After spending a semester abroad I’m sure most students such as myself were extremely anxious to get back to campus. I missed my friends, I missed my routine, and I honestly missed my simple college student life in Geneva, New York. I knew I had “grown up” while in Italy and changed a little bit for the better in terms of independence and confidence, but I thought I would come back to school and everything would be just how I left it, and I would fall instinctively back into my old patterns. In reality, I could not have been more wrong.
Don’t get me wrong I am excited to be back at school, but everything is not how I left it. When I was abroad and was homesick I only ever focused on all the good times at school and everything that I loved and missed, never the bad things. One semester in college is equivalent to a full year in college student time, so it feels as though I missed out on a whole “year” with my friends. There are a lot of unfamiliar faces (first-years and transfers), and I can now walk into my dining hall and not recognize a single face. My class and homework load is so much more than I handled abroad, and the adjustment is still a work in progress. The food is different than I remember and everything about the atmosphere in my college town does not feel the same.

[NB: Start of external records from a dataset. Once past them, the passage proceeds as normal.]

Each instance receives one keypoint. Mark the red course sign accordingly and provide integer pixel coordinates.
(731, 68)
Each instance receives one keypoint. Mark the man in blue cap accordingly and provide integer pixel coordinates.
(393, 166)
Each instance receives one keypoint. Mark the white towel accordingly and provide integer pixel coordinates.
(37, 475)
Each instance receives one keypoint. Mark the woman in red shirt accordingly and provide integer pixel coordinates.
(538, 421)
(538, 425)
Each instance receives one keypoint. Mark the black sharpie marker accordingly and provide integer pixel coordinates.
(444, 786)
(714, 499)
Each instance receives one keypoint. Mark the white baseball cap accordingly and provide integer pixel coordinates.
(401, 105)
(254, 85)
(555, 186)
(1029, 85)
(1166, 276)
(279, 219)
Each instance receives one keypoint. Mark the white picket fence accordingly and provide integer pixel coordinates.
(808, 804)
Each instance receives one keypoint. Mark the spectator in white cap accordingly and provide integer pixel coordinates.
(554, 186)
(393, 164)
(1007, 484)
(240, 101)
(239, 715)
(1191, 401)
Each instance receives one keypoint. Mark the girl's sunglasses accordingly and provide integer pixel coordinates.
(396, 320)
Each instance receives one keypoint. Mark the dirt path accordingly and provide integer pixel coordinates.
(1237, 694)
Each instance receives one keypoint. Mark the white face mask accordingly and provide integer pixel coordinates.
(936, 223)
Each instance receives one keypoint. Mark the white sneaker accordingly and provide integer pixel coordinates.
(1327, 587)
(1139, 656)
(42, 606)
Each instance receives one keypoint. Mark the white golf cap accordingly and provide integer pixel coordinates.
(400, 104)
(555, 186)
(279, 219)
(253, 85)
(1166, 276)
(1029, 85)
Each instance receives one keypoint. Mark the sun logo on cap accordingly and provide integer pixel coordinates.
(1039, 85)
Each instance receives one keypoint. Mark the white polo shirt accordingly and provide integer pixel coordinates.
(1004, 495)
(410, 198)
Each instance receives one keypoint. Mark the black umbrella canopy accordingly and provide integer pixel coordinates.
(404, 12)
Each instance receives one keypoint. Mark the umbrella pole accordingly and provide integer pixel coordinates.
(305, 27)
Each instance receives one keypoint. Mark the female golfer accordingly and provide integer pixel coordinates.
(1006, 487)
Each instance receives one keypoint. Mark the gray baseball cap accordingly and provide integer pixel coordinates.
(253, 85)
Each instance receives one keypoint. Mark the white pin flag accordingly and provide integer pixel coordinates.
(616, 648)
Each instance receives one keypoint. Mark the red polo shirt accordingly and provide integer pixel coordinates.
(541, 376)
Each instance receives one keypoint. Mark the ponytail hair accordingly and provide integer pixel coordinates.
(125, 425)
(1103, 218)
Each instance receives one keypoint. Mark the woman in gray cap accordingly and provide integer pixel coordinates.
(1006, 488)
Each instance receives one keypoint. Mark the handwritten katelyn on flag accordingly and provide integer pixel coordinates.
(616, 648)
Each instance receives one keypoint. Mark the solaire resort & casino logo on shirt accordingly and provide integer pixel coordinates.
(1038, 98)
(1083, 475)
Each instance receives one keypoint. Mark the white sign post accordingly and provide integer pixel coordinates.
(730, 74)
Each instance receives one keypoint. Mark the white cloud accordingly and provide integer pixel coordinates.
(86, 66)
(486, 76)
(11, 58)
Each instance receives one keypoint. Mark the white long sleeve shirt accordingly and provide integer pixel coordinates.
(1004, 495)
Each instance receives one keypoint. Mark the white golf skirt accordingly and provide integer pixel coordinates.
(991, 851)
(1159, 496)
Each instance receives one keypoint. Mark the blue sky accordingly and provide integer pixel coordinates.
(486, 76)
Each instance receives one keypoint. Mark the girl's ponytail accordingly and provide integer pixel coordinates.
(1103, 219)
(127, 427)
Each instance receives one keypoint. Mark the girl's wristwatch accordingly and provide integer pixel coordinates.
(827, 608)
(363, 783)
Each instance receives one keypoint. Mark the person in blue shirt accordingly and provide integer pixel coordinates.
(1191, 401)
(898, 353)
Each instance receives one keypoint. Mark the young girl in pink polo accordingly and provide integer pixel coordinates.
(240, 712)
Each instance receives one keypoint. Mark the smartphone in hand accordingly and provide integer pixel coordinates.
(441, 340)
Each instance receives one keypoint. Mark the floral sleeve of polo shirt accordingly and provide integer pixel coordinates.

Prior to going abroad everyone tells you that you will experience culture shock in your host country, but no one tells you about the reverse culture shock you’ll experience when you come home. Now that I am back from abroad, I have talked to many people who studied abroad before me and NOW they tell me that they all experienced an adjustment period in which they had to get back into the swing of things in terms of a typical American college student lifestyle. I’m hoping the adjustment period doesn’t last that long, because I’m anxious to get back to enjoying my college days that I previously loved so much.